We also developed a polygenic model considering the joint effect of multiple genetic variants on colorectal cancer44. We included a screening step as a practical way to keep the number of variants under consideration in the polygenic model close to the total sample size. In this screening step the top 200 genetic associations were selected, based on Bayes factors45, as candidate predictors in this joint model. Bayes factors were computed for the marginal versus the null models for each SNP while controlling for gender, age, BMI, and smoking status. To jointly model these variants, we use a Bayesian variable selection technique. In particular, we fit a logistic regression model utilizing shrinkage priors for each of the explanatory variables; i.e., the covariates listed above as well as the remaining candidate SNPs. In this analysis, the generalized double Pareto shrinkage prior46 was specified and the parameters of the joint model were estimated via a maximum a posteriori (MAP) estimator46 which was obtained via an expectation-maximization (EM) algorithm47. The MAP estimator under these specifications simultaneously completes parameter estimation and variable selection by obtaining a sparse estimator48; i.e., some of the regression coefficients are estimated to be identically equal to zero thus removing the effect of the corresponding explanatory variable.
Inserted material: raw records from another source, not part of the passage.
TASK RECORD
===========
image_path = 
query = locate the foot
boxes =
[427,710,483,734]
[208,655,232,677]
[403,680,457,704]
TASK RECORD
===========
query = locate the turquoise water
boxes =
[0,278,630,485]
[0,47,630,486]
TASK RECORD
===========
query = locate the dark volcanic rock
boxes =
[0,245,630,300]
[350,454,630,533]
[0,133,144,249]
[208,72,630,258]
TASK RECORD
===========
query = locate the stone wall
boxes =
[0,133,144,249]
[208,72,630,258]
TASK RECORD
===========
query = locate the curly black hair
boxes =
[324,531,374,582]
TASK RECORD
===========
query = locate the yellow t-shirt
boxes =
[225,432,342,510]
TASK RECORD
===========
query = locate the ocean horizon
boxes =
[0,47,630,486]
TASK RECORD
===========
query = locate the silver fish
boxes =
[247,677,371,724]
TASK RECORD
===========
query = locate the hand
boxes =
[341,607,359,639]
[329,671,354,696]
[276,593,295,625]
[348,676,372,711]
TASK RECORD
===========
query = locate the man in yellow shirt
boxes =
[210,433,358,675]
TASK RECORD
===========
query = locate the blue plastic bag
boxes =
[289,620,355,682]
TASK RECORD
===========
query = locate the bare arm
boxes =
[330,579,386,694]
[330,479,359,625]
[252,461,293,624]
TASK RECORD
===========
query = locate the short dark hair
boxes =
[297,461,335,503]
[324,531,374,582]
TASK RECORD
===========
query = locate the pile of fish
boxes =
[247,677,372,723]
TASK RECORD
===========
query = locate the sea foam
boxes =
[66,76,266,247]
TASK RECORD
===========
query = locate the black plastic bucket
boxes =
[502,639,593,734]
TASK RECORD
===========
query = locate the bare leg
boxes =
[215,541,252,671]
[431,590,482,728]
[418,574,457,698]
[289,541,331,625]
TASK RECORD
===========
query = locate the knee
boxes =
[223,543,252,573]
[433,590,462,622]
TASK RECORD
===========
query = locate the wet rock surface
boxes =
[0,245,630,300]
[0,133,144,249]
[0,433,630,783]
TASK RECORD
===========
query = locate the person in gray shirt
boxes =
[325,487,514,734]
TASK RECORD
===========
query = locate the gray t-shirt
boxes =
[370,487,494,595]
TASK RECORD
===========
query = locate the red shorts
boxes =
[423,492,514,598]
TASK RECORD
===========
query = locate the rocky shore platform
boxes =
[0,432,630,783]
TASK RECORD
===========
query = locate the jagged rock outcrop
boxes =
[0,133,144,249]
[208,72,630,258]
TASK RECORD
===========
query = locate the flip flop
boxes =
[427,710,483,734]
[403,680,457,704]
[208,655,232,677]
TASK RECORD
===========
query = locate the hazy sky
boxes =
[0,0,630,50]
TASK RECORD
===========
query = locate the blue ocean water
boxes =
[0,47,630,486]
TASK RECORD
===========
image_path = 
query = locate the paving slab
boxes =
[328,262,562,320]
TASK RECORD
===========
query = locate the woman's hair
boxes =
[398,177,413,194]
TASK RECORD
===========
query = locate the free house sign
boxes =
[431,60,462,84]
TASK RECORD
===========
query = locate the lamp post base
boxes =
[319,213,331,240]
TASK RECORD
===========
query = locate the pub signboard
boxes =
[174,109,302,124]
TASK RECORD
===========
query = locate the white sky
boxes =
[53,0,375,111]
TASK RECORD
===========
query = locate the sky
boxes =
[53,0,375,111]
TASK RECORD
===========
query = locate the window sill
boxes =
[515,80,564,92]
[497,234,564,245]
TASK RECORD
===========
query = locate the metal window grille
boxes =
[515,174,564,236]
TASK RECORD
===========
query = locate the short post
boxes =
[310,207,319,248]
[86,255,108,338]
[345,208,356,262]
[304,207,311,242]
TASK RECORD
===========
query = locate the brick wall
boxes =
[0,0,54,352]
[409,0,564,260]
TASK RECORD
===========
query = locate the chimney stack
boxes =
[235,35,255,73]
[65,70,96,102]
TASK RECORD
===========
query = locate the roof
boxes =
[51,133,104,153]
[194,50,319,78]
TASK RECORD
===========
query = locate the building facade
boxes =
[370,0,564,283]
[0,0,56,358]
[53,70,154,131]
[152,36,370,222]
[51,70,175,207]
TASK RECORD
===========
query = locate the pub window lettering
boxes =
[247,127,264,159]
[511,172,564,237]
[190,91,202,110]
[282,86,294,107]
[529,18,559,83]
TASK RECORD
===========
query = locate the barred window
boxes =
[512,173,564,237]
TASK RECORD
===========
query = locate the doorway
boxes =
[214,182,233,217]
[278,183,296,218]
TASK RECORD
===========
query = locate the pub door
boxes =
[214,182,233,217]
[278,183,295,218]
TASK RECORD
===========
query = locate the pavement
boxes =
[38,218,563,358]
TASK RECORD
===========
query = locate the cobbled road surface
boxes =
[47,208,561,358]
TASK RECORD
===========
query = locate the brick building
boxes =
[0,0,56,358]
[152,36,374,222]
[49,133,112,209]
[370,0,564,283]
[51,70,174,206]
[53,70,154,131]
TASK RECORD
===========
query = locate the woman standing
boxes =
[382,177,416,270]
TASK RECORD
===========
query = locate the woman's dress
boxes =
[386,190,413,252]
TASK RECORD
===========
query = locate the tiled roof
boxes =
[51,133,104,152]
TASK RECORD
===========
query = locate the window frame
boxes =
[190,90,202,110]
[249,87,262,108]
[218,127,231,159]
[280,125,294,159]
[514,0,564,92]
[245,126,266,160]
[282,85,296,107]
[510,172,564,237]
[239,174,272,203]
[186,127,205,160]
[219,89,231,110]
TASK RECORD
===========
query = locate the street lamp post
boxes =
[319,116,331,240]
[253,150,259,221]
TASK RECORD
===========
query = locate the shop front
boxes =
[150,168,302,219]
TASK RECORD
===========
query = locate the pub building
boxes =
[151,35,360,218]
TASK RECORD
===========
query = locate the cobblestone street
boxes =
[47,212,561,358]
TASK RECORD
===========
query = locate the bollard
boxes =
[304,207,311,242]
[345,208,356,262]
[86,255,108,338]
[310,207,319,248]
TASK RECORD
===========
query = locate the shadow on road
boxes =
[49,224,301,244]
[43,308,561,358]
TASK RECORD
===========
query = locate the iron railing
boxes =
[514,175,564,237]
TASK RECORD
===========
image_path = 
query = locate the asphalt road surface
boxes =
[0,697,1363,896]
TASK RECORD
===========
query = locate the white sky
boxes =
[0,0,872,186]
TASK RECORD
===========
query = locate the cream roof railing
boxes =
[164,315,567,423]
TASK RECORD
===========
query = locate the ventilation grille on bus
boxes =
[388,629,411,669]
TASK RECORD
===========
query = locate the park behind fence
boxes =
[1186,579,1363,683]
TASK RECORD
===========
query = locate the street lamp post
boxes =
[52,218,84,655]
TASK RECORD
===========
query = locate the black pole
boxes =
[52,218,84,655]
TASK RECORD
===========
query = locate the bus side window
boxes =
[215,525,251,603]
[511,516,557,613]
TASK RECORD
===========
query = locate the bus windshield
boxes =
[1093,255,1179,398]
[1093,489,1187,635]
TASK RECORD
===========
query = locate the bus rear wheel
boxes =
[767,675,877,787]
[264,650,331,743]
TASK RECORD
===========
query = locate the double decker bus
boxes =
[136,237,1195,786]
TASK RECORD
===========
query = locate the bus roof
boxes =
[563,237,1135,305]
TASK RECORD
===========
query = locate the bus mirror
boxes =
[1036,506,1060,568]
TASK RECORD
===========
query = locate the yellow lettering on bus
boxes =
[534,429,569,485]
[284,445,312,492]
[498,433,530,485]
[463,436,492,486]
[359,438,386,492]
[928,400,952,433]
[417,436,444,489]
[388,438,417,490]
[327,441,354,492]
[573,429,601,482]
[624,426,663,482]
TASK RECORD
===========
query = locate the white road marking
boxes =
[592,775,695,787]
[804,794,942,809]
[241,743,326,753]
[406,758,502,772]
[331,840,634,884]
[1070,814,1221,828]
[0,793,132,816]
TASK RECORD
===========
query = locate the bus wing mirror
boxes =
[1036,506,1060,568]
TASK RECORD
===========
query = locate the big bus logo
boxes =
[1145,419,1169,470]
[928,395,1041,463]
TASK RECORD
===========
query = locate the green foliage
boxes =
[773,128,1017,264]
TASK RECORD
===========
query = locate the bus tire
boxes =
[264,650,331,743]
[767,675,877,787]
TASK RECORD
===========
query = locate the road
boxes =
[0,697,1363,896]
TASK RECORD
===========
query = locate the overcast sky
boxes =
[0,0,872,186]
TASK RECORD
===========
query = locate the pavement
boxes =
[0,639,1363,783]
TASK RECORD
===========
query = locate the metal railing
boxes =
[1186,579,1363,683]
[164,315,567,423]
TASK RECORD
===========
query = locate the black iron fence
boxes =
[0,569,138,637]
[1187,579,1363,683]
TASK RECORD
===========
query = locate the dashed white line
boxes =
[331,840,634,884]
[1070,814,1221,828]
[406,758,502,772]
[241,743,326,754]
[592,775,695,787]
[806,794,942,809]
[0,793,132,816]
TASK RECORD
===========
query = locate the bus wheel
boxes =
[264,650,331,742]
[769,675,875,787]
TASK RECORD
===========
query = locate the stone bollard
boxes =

The EM algorithm was developed following the techniques illustrated by Armagan et al46 and Polson et al49 and the regularization parameters were selected via the Bayesian information criterion50. These algorithms were implemented in R and completed within 90 s on an Intel based laptop, see Joyner et al.44 for details including the source code.

## Conclusions

We demonstrate replication of several colorectal cancer genetic risk factors in an Indonesian population. This study overcame the many challenges of genomic research in resource-constrained settings and provides rational for additional data collection in this population to characterize these regions more precisely and identify genetic risk factors unique to this diverse population. The primary focus of this study was replicating associations of known colorectal cancer risk variants in an Indonesian population. A secondary focus was computing genome-wide summary statistics for contributions to international colorectal cancer consortia. With additional data collections in Indonesia, we may examine and report on environmental factors (e.g., dietary factors) as well as gene–environment interactions.